Look also at urban planning. The great historian, Ibn Khaldun, understood that the intimate relationship between city life and spiritual tranquility was an essential basis for civilization. Can we ever again return to such harmony in our cities? As civilizations decay, so do the crafts, as Ibn Khaldun again wrote.
All these principles come down in the end to a battle for preserving sacred values. It is a battle to restore an understanding of the spiritual integrity of our lives, and for reintegrating what the modern world has fragmented. Islamic culture in its traditional form has striven to preserve this integrated spiritual view of the world in a way we have not seen fit to do in recent generations in the West. There is much we can share with the Islamic world view in this respect, and much in that world view which can help us to understand the shared and timeless elements in our two faiths. In that common endeavor both our modern societies, Islamic and Western, can learn afresh the traditional views of life common to our religions, as well as the sacred responsibilities we have for the care and stewardship of the world around us.
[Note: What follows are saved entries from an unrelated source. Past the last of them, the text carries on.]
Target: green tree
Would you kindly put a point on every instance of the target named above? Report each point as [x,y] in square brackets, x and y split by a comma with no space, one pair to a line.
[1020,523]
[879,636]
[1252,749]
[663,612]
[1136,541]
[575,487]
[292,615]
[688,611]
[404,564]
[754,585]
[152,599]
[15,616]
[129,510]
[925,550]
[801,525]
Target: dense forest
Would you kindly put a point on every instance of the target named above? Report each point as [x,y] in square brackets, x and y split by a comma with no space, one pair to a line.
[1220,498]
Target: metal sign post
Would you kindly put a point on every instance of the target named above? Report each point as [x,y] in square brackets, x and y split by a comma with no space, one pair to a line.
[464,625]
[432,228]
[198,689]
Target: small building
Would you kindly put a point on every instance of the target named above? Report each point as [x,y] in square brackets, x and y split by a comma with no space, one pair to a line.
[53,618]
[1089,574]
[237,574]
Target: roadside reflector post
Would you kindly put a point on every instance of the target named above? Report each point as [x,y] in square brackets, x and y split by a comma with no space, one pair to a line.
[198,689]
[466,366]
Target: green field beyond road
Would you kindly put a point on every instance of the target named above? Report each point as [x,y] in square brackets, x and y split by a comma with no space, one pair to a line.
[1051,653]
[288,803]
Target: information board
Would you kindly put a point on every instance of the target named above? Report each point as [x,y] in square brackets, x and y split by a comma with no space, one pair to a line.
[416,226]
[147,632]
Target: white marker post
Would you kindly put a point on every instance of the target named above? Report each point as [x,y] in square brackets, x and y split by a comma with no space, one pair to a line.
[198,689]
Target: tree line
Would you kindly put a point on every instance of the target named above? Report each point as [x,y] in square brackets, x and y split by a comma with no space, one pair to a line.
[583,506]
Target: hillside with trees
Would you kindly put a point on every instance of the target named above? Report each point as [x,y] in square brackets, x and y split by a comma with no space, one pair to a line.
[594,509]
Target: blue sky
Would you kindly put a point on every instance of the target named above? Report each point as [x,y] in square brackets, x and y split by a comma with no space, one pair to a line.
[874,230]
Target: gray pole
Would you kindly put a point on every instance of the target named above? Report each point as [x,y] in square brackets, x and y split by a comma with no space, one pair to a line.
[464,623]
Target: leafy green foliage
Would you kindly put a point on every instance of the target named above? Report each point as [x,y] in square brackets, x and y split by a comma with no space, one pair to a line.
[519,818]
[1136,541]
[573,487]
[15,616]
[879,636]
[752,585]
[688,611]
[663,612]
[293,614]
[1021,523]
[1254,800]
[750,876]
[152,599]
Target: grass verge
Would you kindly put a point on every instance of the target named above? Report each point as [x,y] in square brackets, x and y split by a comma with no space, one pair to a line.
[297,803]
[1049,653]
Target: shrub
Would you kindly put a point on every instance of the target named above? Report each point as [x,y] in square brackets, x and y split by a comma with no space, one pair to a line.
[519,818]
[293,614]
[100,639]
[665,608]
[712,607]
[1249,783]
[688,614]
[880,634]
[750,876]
In my Oxford speech in 1993 I argued for a much greater effort to be made to encourage understanding between the Islamic and Western worlds. My firm belief in the importance of that process has not changed. The harm that will be done to both cultures if ignorance and prejudice persist - or grow - will be incalculable. There are many ways in which this understanding and appreciation can be built. But even if we begin with a simple understanding of the sacred, which permeates every aspect of our world, there is the potential for establishing new and valuable links between Islamic civilization and the West. Perhaps, for instance, we could begin by having more Muslim teachers in British schools, or by encouraging exchanges of teachers. Everywhere in the world people are seemingly wanting to learn English. But in the West, in turn, we need to be taught by Islamic teachers how to learn once again with our hearts, as well as our heads... The approaching Millennium may be the ideal catalyst for helping to explore and stimulate these links, and I hope we shall not ignore the opportunity this gives us to rediscover the spiritual underpinning of our entire existence. For myself, I am convinced that we cannot afford, for the health and sustainability of a civilized existence, any longer to ignore these timeless features of our world. A sense of the sacred can, I believe, help provide the basis for developing a new relationship of understanding which can only enhance the relations between our two faiths—and indeed between all faiths—for the benefit of our children and future generations.



1 Editorial Note: In December 1996, H.R.H. The Prince of Wales made a speech at the Wilton Park Seminar on the Sense of the Sacred. The text of his speech was subsequently published in the journal, Sophia (Volume 3, Number 1; Summer 1997). This revised version of the text (with a specially-written additional paragraph) is printed in Sacred Web with the express permission of the author.